World Liberty Financial (WLFI) Defends his decision to freeze hundreds of wallets, in particular Tron found that Justin Sun, claiming that the move was intended to protect users from compromises related to phishing, and not to stifle normal trading.
“WLFI intervenes only to protect users, never to silence normal activity,” wrote the project on X.
We have heard community concerns about recent black portfolio lists. Transparency first: WLFI intervenes only to protect users, to never silence normal activity. 🦅
– WLFI (@Worldlibertyfi) September 5, 2025
WLFI said earlier this week that 272 portfolios had been put up on black, with around 215 of the people related to a phishing attack and 150 compromises through support channels.
Justin Sun’s WLFI address was frozen on Friday after several small transfers of “dispersion test” between his own portfolios after claiming tokens unlocked at launch, none of whom came.
The outgoing transfers of the portfolios marked by the sun made it appear that the renowned WLFI investor sold his tokens, but ONCHAIN ​​data depict a different image.
In an article on X, the founder of Nansen, Alex Svanevik, stressed that Sun’s transfers did not correspond to the chronology of the drop in WLFI tokens.
Nansen’s data show that Justin Sun transferred 50 million WLFI worth around $ 9.2 million on September 4 to 09:18 UTC – three to five hours after the stiff drop in the token – which means that the transfer has followed the accident rather than causing it.
Nansen ONCHAIN ​​data shows a WLFI transfer of $ 12 million from HTX to Binance by a third party.
The tokens were borrowed using the own capital of HTX as part of a routine rebalancing, but this decision occurred after the strongest decreases in WLFI and was too small for having moved the market, since WLFI has a daily negotiation volume of more than $ 700 million.
Once deposited on Binance, it is impossible to determine whether the tokens have been sold or simply kept.
The market players rather emphasize the short circuit and the spill of WLFI through market manufacturers and trading offices on several exchanges such as the real engine of the accident.

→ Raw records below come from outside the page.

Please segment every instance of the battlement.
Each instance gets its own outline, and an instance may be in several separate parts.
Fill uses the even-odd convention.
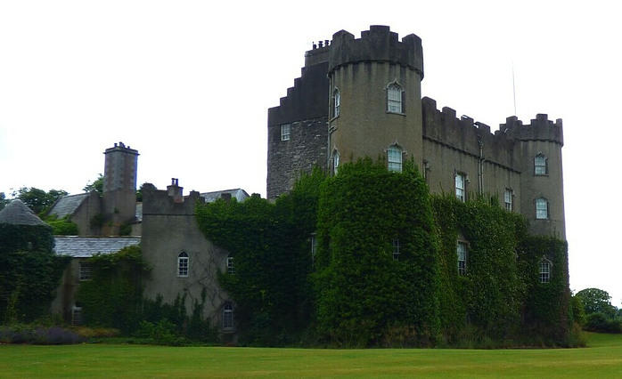
[[[381,61],[398,64],[416,70],[423,78],[421,39],[410,34],[398,41],[397,33],[387,26],[372,25],[361,32],[361,38],[340,30],[330,44],[329,73],[347,64]]]
[[[203,201],[197,191],[184,196],[184,188],[173,178],[166,190],[159,190],[151,183],[143,186],[143,215],[192,215],[197,201]]]
[[[523,125],[516,116],[507,117],[505,124],[499,125],[496,133],[503,133],[509,139],[520,141],[544,141],[564,145],[564,134],[561,118],[553,123],[549,120],[548,115],[537,114],[530,124]]]

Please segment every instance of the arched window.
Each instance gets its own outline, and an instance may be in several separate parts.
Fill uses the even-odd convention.
[[[341,93],[335,88],[332,93],[332,117],[337,117],[340,115],[340,107],[341,106]]]
[[[177,255],[177,277],[188,278],[188,263],[189,258],[186,252],[179,253]]]
[[[233,256],[232,254],[226,256],[226,271],[229,274],[235,273],[235,267],[233,267]]]
[[[227,302],[223,307],[223,330],[233,328],[233,305]]]
[[[549,218],[549,202],[544,198],[536,199],[536,218],[537,220]]]
[[[551,261],[543,258],[539,263],[540,266],[540,283],[548,283],[551,280]]]
[[[538,153],[534,157],[534,174],[535,175],[546,175],[549,173],[549,170],[546,165],[546,156]]]
[[[393,145],[387,149],[387,157],[389,158],[389,170],[402,172],[402,149]]]
[[[387,111],[390,113],[404,113],[404,91],[397,82],[387,86]]]
[[[467,259],[467,244],[466,242],[458,241],[456,247],[458,254],[458,275],[466,275],[466,259]]]

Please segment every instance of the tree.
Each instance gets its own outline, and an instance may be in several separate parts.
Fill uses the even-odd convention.
[[[32,212],[42,215],[50,209],[56,199],[68,195],[68,192],[64,190],[50,190],[49,192],[45,192],[35,187],[22,187],[12,195],[20,199]]]
[[[611,296],[607,291],[599,288],[585,288],[577,293],[585,309],[585,315],[602,313],[612,319],[616,315],[616,307],[611,305]]]
[[[102,195],[103,193],[103,175],[100,173],[99,176],[97,176],[97,179],[95,179],[93,182],[89,181],[86,183],[82,190],[85,192],[95,191]]]

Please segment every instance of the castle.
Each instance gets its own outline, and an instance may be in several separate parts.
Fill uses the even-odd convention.
[[[409,35],[400,41],[389,27],[372,26],[358,39],[341,30],[314,45],[301,77],[280,105],[268,109],[267,198],[287,193],[300,173],[315,166],[336,175],[344,163],[370,157],[399,172],[412,160],[430,192],[454,193],[462,201],[495,198],[525,215],[532,233],[565,239],[561,120],[537,115],[524,125],[511,117],[491,133],[488,125],[458,117],[450,108],[438,110],[435,101],[421,97],[423,74],[421,40]],[[233,257],[201,232],[195,204],[243,200],[248,194],[184,196],[174,178],[166,190],[145,183],[137,206],[137,150],[119,143],[104,154],[102,197],[66,197],[52,211],[70,215],[81,231],[81,237],[56,238],[57,254],[75,260],[53,311],[79,322],[74,294],[90,278],[87,258],[140,242],[151,268],[147,298],[172,303],[185,294],[189,311],[203,299],[204,316],[222,331],[233,331],[234,302],[217,281],[218,271],[234,270]],[[119,235],[123,229],[133,237],[93,237]]]
[[[386,26],[361,38],[345,30],[305,54],[301,77],[268,109],[267,198],[291,190],[314,166],[381,157],[419,166],[432,193],[495,197],[524,214],[531,232],[565,239],[561,120],[510,117],[490,126],[423,97],[421,40]]]

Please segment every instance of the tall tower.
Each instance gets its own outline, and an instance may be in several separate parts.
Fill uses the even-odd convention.
[[[422,159],[421,40],[402,41],[386,26],[372,26],[360,39],[345,30],[332,36],[329,60],[329,160],[383,157],[388,167]]]
[[[119,142],[103,154],[102,234],[119,235],[120,225],[136,216],[138,151]]]

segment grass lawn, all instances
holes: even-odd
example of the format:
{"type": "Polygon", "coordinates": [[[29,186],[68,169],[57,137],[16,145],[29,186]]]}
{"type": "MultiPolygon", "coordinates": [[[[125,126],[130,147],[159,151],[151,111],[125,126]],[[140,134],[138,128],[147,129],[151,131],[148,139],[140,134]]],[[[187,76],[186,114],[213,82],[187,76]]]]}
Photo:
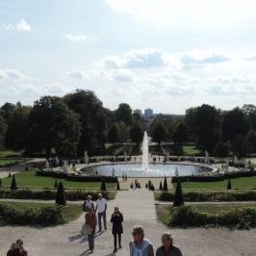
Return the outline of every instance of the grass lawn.
{"type": "MultiPolygon", "coordinates": [[[[17,207],[18,209],[38,209],[47,206],[54,206],[52,203],[32,203],[32,202],[6,202],[0,201],[0,204],[17,207]]],[[[63,215],[66,222],[76,219],[82,214],[82,207],[80,204],[67,204],[63,207],[63,215]]]]}
{"type": "Polygon", "coordinates": [[[0,151],[0,157],[18,157],[20,156],[20,152],[13,151],[13,150],[3,150],[0,151]]]}
{"type": "MultiPolygon", "coordinates": [[[[256,189],[255,177],[241,177],[231,179],[232,190],[235,189],[256,189]]],[[[215,182],[182,182],[182,189],[184,190],[226,190],[227,180],[215,182]]]]}
{"type": "MultiPolygon", "coordinates": [[[[186,203],[186,205],[190,205],[186,203]]],[[[234,203],[234,204],[193,204],[194,208],[197,208],[200,212],[207,214],[219,214],[220,212],[225,212],[232,209],[242,209],[242,208],[256,208],[256,204],[251,203],[234,203]]],[[[166,222],[166,218],[169,216],[171,205],[156,205],[156,213],[158,219],[164,223],[166,222]]]]}
{"type": "Polygon", "coordinates": [[[184,145],[183,152],[184,152],[184,155],[191,156],[191,155],[199,154],[200,150],[197,149],[194,145],[184,145]]]}
{"type": "MultiPolygon", "coordinates": [[[[54,188],[55,178],[52,177],[41,177],[36,175],[36,170],[21,171],[15,174],[15,180],[18,188],[28,189],[43,189],[43,188],[54,188]]],[[[92,191],[99,191],[101,182],[76,182],[66,181],[64,179],[58,179],[62,181],[64,189],[86,189],[92,191]]],[[[6,177],[2,179],[2,186],[10,187],[12,183],[12,177],[6,177]]],[[[106,183],[107,190],[115,190],[115,183],[106,183]]]]}

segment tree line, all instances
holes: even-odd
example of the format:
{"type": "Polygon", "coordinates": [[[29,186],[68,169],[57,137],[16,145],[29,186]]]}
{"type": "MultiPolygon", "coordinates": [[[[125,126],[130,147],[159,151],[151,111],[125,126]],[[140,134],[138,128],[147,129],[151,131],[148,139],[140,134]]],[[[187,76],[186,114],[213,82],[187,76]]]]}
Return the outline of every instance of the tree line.
{"type": "Polygon", "coordinates": [[[33,106],[7,102],[0,108],[0,149],[23,150],[27,156],[104,154],[107,142],[139,147],[144,130],[159,146],[194,142],[202,154],[242,157],[256,150],[256,106],[222,111],[203,104],[184,115],[159,115],[149,121],[126,103],[111,111],[93,91],[77,90],[64,97],[42,96],[33,106]]]}

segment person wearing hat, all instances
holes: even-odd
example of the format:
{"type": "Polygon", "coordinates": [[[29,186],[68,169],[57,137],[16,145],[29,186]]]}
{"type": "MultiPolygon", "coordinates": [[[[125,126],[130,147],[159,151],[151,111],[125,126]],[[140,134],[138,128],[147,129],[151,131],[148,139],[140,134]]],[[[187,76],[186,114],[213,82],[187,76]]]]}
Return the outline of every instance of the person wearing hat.
{"type": "Polygon", "coordinates": [[[154,256],[154,248],[151,242],[144,239],[144,230],[141,226],[135,226],[132,235],[134,240],[130,242],[130,256],[154,256]]]}
{"type": "Polygon", "coordinates": [[[171,234],[166,232],[162,235],[163,245],[157,248],[156,256],[182,256],[181,250],[174,246],[171,234]]]}
{"type": "Polygon", "coordinates": [[[112,234],[114,236],[114,252],[116,251],[117,236],[118,236],[118,246],[119,248],[121,248],[121,234],[123,233],[122,221],[123,221],[123,216],[119,212],[118,207],[115,206],[114,213],[111,216],[111,222],[113,223],[112,234]]]}

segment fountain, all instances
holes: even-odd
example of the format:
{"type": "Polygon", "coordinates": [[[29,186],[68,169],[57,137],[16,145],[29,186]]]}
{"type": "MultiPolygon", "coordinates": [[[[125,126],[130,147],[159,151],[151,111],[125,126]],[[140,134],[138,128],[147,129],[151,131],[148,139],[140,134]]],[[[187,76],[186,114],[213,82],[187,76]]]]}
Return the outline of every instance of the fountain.
{"type": "Polygon", "coordinates": [[[146,131],[144,131],[141,151],[142,151],[141,169],[148,170],[148,139],[146,131]]]}

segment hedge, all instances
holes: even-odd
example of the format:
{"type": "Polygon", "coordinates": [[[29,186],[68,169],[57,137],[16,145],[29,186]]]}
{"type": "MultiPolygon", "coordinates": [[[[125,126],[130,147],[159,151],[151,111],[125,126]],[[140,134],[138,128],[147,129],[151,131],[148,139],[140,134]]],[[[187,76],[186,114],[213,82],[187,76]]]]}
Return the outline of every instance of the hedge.
{"type": "Polygon", "coordinates": [[[214,215],[202,213],[192,206],[173,207],[166,222],[169,226],[225,226],[248,229],[256,227],[256,209],[232,209],[214,215]]]}
{"type": "Polygon", "coordinates": [[[0,204],[0,217],[8,224],[18,225],[55,225],[64,224],[64,218],[60,206],[18,209],[14,206],[0,204]]]}
{"type": "MultiPolygon", "coordinates": [[[[55,200],[56,191],[31,191],[31,190],[17,190],[5,191],[0,190],[0,198],[14,198],[14,199],[41,199],[41,200],[55,200]]],[[[99,192],[80,192],[80,191],[65,191],[65,198],[68,201],[85,200],[88,194],[90,194],[92,200],[97,199],[99,192]]],[[[115,197],[115,192],[103,192],[103,196],[108,199],[115,197]]]]}
{"type": "MultiPolygon", "coordinates": [[[[156,199],[172,202],[174,192],[162,192],[156,193],[156,199]]],[[[256,200],[255,191],[228,191],[228,192],[184,192],[184,201],[203,202],[203,201],[254,201],[256,200]]]]}

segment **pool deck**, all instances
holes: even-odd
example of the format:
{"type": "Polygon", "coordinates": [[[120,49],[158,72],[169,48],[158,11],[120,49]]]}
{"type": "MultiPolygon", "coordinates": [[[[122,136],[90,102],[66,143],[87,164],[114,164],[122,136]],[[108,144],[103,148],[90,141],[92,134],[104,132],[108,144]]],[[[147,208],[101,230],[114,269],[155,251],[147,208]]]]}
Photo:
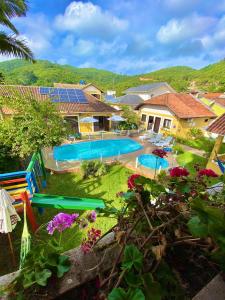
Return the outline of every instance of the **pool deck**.
{"type": "MultiPolygon", "coordinates": [[[[110,139],[118,139],[118,138],[123,139],[123,138],[131,138],[131,137],[113,137],[113,138],[110,137],[110,139]]],[[[133,170],[135,173],[141,174],[149,178],[153,178],[155,171],[153,169],[146,168],[141,165],[138,165],[138,167],[136,167],[136,159],[140,154],[151,154],[152,151],[157,147],[146,140],[144,141],[140,140],[139,137],[132,137],[131,139],[140,143],[143,146],[143,149],[128,154],[123,154],[120,156],[103,158],[102,161],[109,162],[109,163],[114,161],[119,161],[122,165],[124,165],[128,169],[133,170]]],[[[82,143],[82,142],[83,141],[78,141],[76,143],[82,143]]],[[[43,157],[44,157],[46,168],[51,170],[54,173],[79,172],[80,170],[79,161],[56,162],[53,158],[53,150],[50,148],[46,148],[43,151],[43,157]]],[[[175,157],[171,153],[168,153],[168,157],[166,159],[169,162],[169,168],[178,165],[175,157]]]]}

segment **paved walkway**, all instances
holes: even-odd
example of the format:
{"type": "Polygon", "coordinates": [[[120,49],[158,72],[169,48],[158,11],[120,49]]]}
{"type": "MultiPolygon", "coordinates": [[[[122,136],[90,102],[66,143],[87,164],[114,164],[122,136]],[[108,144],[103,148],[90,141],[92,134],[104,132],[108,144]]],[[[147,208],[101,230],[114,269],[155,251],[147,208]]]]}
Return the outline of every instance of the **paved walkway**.
{"type": "MultiPolygon", "coordinates": [[[[127,138],[127,137],[115,137],[115,139],[118,138],[127,138]]],[[[155,147],[153,144],[151,144],[148,141],[141,141],[138,137],[132,139],[142,144],[143,149],[128,154],[123,154],[119,157],[114,156],[111,158],[103,158],[103,161],[109,163],[113,161],[119,161],[127,168],[132,169],[134,172],[137,172],[146,177],[153,178],[154,170],[140,165],[137,167],[136,160],[140,154],[151,154],[152,151],[157,147],[155,147]]],[[[43,156],[44,156],[46,168],[54,172],[65,173],[65,172],[78,172],[80,170],[80,162],[77,161],[56,162],[53,158],[53,151],[50,148],[44,150],[43,156]]],[[[168,154],[167,160],[169,162],[169,168],[175,167],[177,165],[176,159],[171,153],[168,154]]]]}
{"type": "Polygon", "coordinates": [[[187,145],[184,145],[184,144],[179,144],[179,143],[177,143],[177,145],[181,146],[187,152],[191,152],[191,153],[196,154],[198,156],[205,157],[205,151],[204,150],[199,150],[199,149],[192,148],[190,146],[187,146],[187,145]]]}

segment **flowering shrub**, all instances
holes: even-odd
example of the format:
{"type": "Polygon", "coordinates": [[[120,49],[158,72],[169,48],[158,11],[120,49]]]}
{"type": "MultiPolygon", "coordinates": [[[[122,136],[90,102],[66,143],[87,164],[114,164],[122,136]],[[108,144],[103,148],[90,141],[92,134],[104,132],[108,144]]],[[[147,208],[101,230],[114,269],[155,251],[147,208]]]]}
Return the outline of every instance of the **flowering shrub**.
{"type": "Polygon", "coordinates": [[[135,183],[135,179],[137,179],[139,177],[140,177],[139,174],[133,174],[128,178],[127,185],[130,190],[133,190],[137,187],[137,184],[135,183]]]}
{"type": "Polygon", "coordinates": [[[199,170],[198,176],[218,177],[218,175],[211,169],[199,170]]]}
{"type": "Polygon", "coordinates": [[[182,167],[172,168],[169,170],[169,173],[171,177],[183,177],[189,175],[188,170],[182,167]]]}
{"type": "Polygon", "coordinates": [[[94,229],[94,228],[88,230],[87,238],[84,239],[81,244],[81,250],[83,251],[84,254],[91,251],[91,249],[96,244],[100,236],[101,236],[101,230],[94,229]]]}
{"type": "Polygon", "coordinates": [[[89,215],[88,215],[88,221],[89,222],[95,222],[97,218],[96,211],[93,210],[89,215]]]}
{"type": "Polygon", "coordinates": [[[161,158],[167,156],[167,152],[163,149],[155,149],[152,151],[152,154],[156,155],[156,156],[159,156],[161,158]]]}
{"type": "Polygon", "coordinates": [[[79,214],[65,214],[59,213],[48,223],[47,231],[49,234],[53,234],[55,230],[58,230],[60,233],[63,232],[66,228],[70,228],[72,224],[77,220],[79,214]]]}

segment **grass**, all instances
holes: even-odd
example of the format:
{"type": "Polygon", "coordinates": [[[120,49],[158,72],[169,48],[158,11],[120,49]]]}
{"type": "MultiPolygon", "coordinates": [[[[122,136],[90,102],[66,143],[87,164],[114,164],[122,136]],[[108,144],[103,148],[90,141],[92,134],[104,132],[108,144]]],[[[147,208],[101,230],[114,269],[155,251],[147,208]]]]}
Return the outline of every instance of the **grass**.
{"type": "MultiPolygon", "coordinates": [[[[49,175],[47,188],[43,191],[52,195],[64,195],[64,196],[76,196],[87,198],[101,198],[105,203],[109,204],[112,201],[112,205],[116,208],[121,208],[120,198],[116,196],[119,191],[127,190],[127,178],[132,174],[130,170],[124,168],[121,165],[110,166],[109,172],[101,178],[93,178],[83,180],[81,174],[68,173],[68,174],[55,174],[49,175]]],[[[41,240],[49,240],[52,237],[48,235],[45,224],[49,222],[52,217],[61,212],[57,209],[45,209],[44,214],[38,214],[35,209],[38,224],[43,224],[38,231],[36,238],[41,240]]],[[[64,211],[67,213],[73,213],[73,210],[64,211]]],[[[82,216],[86,212],[79,212],[82,216]]],[[[93,223],[93,227],[101,229],[102,232],[109,230],[116,220],[114,218],[98,217],[97,221],[93,223]]],[[[12,233],[13,245],[16,251],[17,258],[20,252],[20,241],[22,235],[23,221],[18,223],[17,227],[12,233]]],[[[31,230],[30,230],[31,233],[31,230]]],[[[85,236],[77,230],[77,228],[71,228],[64,232],[62,236],[62,245],[64,251],[78,246],[82,238],[85,236]]],[[[57,233],[54,237],[58,238],[57,233]]],[[[0,235],[0,275],[11,272],[13,267],[11,265],[11,258],[9,254],[7,236],[0,235]]]]}
{"type": "MultiPolygon", "coordinates": [[[[204,150],[205,152],[211,153],[213,147],[214,147],[214,143],[215,140],[212,139],[208,139],[205,137],[202,138],[198,138],[198,139],[183,139],[183,138],[179,138],[177,137],[177,142],[183,145],[187,145],[190,146],[192,148],[196,148],[199,150],[204,150]]],[[[222,144],[219,153],[225,153],[225,143],[222,144]]]]}
{"type": "Polygon", "coordinates": [[[205,168],[207,159],[191,152],[184,152],[177,155],[177,162],[180,166],[187,168],[191,174],[195,174],[194,166],[198,164],[201,168],[205,168]]]}

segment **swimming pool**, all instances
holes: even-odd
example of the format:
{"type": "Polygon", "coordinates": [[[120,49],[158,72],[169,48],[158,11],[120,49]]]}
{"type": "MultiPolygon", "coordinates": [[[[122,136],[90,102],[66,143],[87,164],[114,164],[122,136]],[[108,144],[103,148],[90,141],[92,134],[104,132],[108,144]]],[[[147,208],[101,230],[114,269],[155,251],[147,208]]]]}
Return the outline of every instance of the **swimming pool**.
{"type": "Polygon", "coordinates": [[[132,139],[98,140],[54,147],[53,157],[57,161],[88,160],[111,157],[142,149],[132,139]]]}
{"type": "Polygon", "coordinates": [[[141,154],[138,156],[138,162],[146,168],[156,170],[159,170],[160,167],[161,169],[169,167],[169,163],[165,158],[157,157],[153,154],[141,154]]]}

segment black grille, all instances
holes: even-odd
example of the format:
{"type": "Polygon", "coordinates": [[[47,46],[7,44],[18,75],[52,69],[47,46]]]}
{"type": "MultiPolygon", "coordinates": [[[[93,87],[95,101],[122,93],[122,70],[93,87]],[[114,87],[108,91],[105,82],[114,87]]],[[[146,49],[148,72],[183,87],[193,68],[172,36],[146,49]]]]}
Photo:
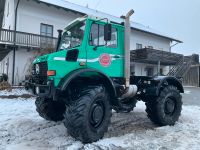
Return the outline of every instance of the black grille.
{"type": "Polygon", "coordinates": [[[39,74],[36,73],[36,64],[33,65],[32,68],[32,75],[33,75],[33,82],[36,84],[47,84],[47,62],[38,63],[39,65],[39,74]]]}

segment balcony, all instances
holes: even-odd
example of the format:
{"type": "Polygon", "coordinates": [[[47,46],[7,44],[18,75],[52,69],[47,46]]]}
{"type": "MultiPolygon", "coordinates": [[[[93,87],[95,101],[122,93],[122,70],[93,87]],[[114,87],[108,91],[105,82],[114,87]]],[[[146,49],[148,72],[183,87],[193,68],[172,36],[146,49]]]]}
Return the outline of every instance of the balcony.
{"type": "Polygon", "coordinates": [[[164,66],[175,65],[183,57],[181,54],[149,48],[131,51],[131,62],[158,64],[160,61],[160,64],[164,66]]]}
{"type": "Polygon", "coordinates": [[[57,38],[38,34],[0,29],[0,44],[17,45],[33,48],[55,48],[57,38]],[[16,37],[16,38],[15,38],[16,37]]]}
{"type": "Polygon", "coordinates": [[[0,61],[14,47],[25,47],[29,49],[55,49],[57,38],[42,36],[38,34],[0,29],[0,61]]]}

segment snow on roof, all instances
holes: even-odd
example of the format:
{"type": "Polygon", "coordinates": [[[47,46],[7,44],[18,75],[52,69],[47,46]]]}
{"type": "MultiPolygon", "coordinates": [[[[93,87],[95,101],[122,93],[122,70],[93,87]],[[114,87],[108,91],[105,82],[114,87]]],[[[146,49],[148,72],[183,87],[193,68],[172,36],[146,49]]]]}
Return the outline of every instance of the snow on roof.
{"type": "MultiPolygon", "coordinates": [[[[119,17],[113,16],[113,15],[110,15],[110,14],[107,14],[107,13],[104,13],[104,12],[101,12],[101,11],[97,11],[97,10],[94,10],[94,9],[90,9],[90,8],[87,8],[87,7],[84,7],[84,6],[80,6],[80,5],[77,5],[77,4],[74,4],[74,3],[70,3],[70,2],[65,1],[65,0],[38,0],[38,1],[43,2],[43,3],[47,3],[47,4],[51,4],[51,5],[54,5],[54,6],[58,6],[58,7],[61,7],[61,8],[73,10],[73,11],[79,12],[81,14],[93,15],[93,16],[97,16],[97,17],[100,17],[100,18],[108,18],[112,22],[116,22],[116,23],[123,22],[123,19],[121,19],[119,17]]],[[[170,39],[171,41],[176,41],[176,42],[182,43],[182,41],[180,41],[176,38],[172,38],[168,35],[165,35],[165,34],[159,32],[159,31],[156,31],[156,30],[154,30],[150,27],[144,26],[144,25],[136,23],[136,22],[131,22],[131,27],[135,30],[150,33],[150,34],[153,34],[153,35],[156,35],[156,36],[160,36],[160,37],[163,37],[163,38],[170,39]]]]}

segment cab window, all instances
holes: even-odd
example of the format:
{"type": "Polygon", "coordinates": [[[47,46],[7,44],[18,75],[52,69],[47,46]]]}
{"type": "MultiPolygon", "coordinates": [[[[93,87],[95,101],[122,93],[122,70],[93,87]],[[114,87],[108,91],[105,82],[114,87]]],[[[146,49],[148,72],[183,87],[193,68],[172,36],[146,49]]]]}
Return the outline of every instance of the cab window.
{"type": "Polygon", "coordinates": [[[117,48],[118,33],[117,29],[112,27],[112,37],[110,41],[104,40],[104,25],[93,23],[90,31],[90,45],[106,46],[117,48]]]}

Onchain records this view: a transfer from Bitgo to Flowdesk reported by Nansen, coincided with the start of the WLFI slide and has become a key data point to explain the sale.
Meanwhile, WLFI’s decision to freeze the funds related to the accident sparked a nervous chatter among the whales, market manufacturers and other commercial offices that their tokens could be frozen by the literal fiat.
“If they can do it in the sun, who is the next one?” A person familiar with conversations between major market players told Coindesk.
WLFI is currently negotiating at $ 0.18, according to Coingecko. It is down 40% since registration.